面对着两大强者的追击,纵使胡彪手段尽出,仍是无济于事。
只见宁百战一马当先,手持皓天长剑拦住胡彪的去路。
“贼子,再敢往前踏上一步,莫怪我手中宝剑无情。”
胡彪赫然呆立在原地,眼神透露着忌惮。
面对这样的一位杀神,他是真的不敢轻举妄动,那可是真的会动手。
与此同时,蒋涵也在三丈之外。
“宁将军,此人乃是我镇抚司要抓的人,还望高抬贵手,让我将其带回去审问。”
“蒋大人无需客气,在下也不过是奉皇命。既然是你镇抚司的事,那只当由你来处置。”
宁百战客气的说着,旋即目光死死的盯着胡彪,让他不敢有半点小动作。
很快,姗姗来迟的锦衣卫和御林军也悉数抵达现场。
原本听到动静的郑世朝,赶来之后看到这幅场景,很识趣的没有久留。
胡彪最终还是没能成功逃脱,在蒋涵亲自将其套上锁夹之后,便被押送镇抚司。
……
“皇爷,人已经抓获,已经被送往镇抚司。”
王振收到底下人传回来的消息,便刻不容缓的告知给蔡荣。
“这胡彪也算是风光了一回,朕对付邺王和董政都没这么劳师动众。”
“总算是能睡个好觉,尔等都退下吧。”
蔡荣扔下这句话后,随即转身回到龙床。
太监们见状,自然是不敢有丝毫惊扰,蹑手蹑脚的退出大殿。
一夜之间,胡彪被抓的事情便被传的满天风雨。
……
镇抚司地牢内,被锁链套住的胡彪疯狂大喊。
“蒋涵,给我滚出来,不是要给我判刑,怎么躲起来了。

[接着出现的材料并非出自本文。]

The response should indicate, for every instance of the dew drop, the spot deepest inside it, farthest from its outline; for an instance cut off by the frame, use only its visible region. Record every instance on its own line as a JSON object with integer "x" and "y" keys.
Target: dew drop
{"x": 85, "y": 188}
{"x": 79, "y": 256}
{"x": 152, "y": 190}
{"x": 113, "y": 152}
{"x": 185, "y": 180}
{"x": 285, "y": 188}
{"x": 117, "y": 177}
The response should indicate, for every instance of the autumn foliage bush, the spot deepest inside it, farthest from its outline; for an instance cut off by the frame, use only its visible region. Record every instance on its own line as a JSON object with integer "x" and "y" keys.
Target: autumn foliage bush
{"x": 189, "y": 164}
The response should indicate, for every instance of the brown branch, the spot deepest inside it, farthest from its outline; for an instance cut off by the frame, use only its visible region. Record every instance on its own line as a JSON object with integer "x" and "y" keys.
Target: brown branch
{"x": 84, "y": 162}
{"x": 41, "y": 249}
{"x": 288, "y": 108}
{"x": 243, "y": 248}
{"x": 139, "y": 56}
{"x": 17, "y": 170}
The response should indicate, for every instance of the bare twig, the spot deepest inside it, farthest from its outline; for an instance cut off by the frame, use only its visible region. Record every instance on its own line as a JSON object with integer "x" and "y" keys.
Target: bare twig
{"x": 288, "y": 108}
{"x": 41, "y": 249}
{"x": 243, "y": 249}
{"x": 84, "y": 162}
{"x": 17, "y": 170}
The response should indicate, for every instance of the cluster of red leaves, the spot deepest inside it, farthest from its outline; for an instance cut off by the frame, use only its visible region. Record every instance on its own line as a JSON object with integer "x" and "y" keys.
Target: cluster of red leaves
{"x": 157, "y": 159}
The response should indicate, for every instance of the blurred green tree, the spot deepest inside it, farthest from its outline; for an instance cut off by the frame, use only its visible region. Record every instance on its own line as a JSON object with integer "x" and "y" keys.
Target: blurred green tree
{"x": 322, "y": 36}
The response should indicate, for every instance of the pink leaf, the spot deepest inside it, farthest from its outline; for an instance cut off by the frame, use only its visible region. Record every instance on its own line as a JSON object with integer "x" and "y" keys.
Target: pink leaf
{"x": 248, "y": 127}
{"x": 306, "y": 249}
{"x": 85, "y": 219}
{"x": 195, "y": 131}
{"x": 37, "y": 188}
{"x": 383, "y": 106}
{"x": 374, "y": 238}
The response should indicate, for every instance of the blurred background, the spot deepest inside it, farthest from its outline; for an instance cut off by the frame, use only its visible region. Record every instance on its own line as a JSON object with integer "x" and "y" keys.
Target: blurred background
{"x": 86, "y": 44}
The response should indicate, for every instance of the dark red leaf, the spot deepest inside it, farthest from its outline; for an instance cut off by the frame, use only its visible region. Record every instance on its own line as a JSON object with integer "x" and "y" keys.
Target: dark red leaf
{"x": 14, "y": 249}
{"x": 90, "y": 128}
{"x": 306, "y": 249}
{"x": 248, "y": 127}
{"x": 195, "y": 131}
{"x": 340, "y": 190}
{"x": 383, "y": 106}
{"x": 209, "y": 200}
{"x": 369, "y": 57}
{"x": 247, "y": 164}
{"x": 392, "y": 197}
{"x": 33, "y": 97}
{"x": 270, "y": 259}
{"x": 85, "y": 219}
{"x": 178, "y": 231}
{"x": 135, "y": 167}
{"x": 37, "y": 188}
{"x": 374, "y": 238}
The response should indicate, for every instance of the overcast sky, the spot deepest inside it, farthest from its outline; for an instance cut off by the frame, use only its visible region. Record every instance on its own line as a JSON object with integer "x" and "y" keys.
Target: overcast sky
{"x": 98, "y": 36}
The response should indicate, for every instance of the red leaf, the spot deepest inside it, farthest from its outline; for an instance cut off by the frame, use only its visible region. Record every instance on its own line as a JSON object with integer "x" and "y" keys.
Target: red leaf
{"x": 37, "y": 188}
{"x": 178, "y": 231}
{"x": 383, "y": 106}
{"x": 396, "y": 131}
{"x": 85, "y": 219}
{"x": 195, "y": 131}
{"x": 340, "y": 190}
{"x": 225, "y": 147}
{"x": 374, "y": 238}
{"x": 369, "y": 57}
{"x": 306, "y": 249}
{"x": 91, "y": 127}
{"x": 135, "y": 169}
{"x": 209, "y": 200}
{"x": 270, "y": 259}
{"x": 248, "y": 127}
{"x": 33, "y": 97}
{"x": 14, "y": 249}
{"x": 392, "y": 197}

”
“不要以为我不知道,分明就是想故意陷害,想以此来稳固你指挥使的地位。”
“想不到你平日里道貌岸然,实则内心这般阴狠歹毒。”
眼瞅着没人理睬,受不了这种安静的胡彪,越发叫骂的厉害。
蒋涵其实一直都在附近,只不过他并没有现身而已。
原本当将胡彪带回镇抚司之后,蒋涵便打算连夜对他进行提审。
不过很快便受到旨意,得知皇爷要亲自审讯,所以也就打消了对胡彪的突审。
“大人,这样下去不是办法,总不能让他骂一晚上吧。”
“随他去吧,等明日过后他也就没机会再出声了。”
……
翌日,蔡荣上完早朝之后,便马不停蹄的赶往镇抚司。
蒋涵率领一众中高层官员静静站在门前,迎接着蔡荣的到来。
“恭迎皇爷,吾皇万岁万岁万万岁!”
“起来吧,速速带朕去见胡彪。”
“皇爷,你先暂且在此等一下,卑职这就去将胡彪给带过来。”
感受到蔡荣的心情不佳,蒋涵当即没有迟疑,亲自在前面带路。
伴随着一阵咒骂声,胡彪赫然是被蒋涵面无表情的押到蔡荣的面前。
与以往不同,这次见到蔡荣,胡彪竟是丝毫行礼的想法都没有。
这也实属正常,毕竟都已经是阶下囚,又何必继续虚以为蛇。
然而他如此硬气,却找来蒋涵的暴力对待。
只见其不动声色的踢向的胡彪的大腿,触不及防之下,当即跪在当场。
“放肆,见到皇爷竟然不下跪,谁给你的胆子。”
感受到被羞辱,胡彪怒气灌发,恶狠狠的瞪着蒋涵。
阴戾的目光,仿佛要把人给生吞了似得。
“蒋涵,有能耐把我身上的木架卸掉,看我不杀了你。”
“够了,你们还把朕放在眼里吗?”
看着两人的争论,蔡荣也是气不打一处来,重重的拍打着案板。
蔡荣不说话还好,一出声顿时便将胡彪的怒火窜的更高。
“别在这里耍你的皇帝威风,要不是你有个好命,会有这么多人拥戴你?”
“放肆,你敢这么说皇爷?”
王振也是被气到了,瞪着大眼珠子怒视着。
如此凌乱的氛围,让原本威严的镇抚司顿时显得有几分乌烟瘴气。
蔡荣坐在主位,冷冷的看着眼前的局面。
“你们都不许说话,让他说就行。”
“朕都没有生气,你们那么生气做什么,不知道的还以为你们才是皇爷。”
听闻此话,蒋涵和王振均是不由自主的感到慌神。
在他们的思想里,从来都是尽忠职守,从未想过要将蔡荣的位置取而代之。
之所以气愤,完全是出于护主心切。
胡彪这时笑了。
“一条不男不女的阉狗,一个只会点头哈腰的走狗,你们还真是让我长见识了。”
“看着你们这么卑微的样子,我忽然觉得自己现在这样,滋味倒还不错,哈哈哈。”
蔡荣拧着眉头。
这家伙有病吧,该不会得了失心疯吧。
都什么处境,还能笑的出来。
胡彪感受到蔡荣的眼神落在自己身上,脸上顿时浮现出讥笑。
“蔡荣,你也别得意太早,用不了多久,你的皇位就会变成别人的了,到时候你的下场只会比我更惨。”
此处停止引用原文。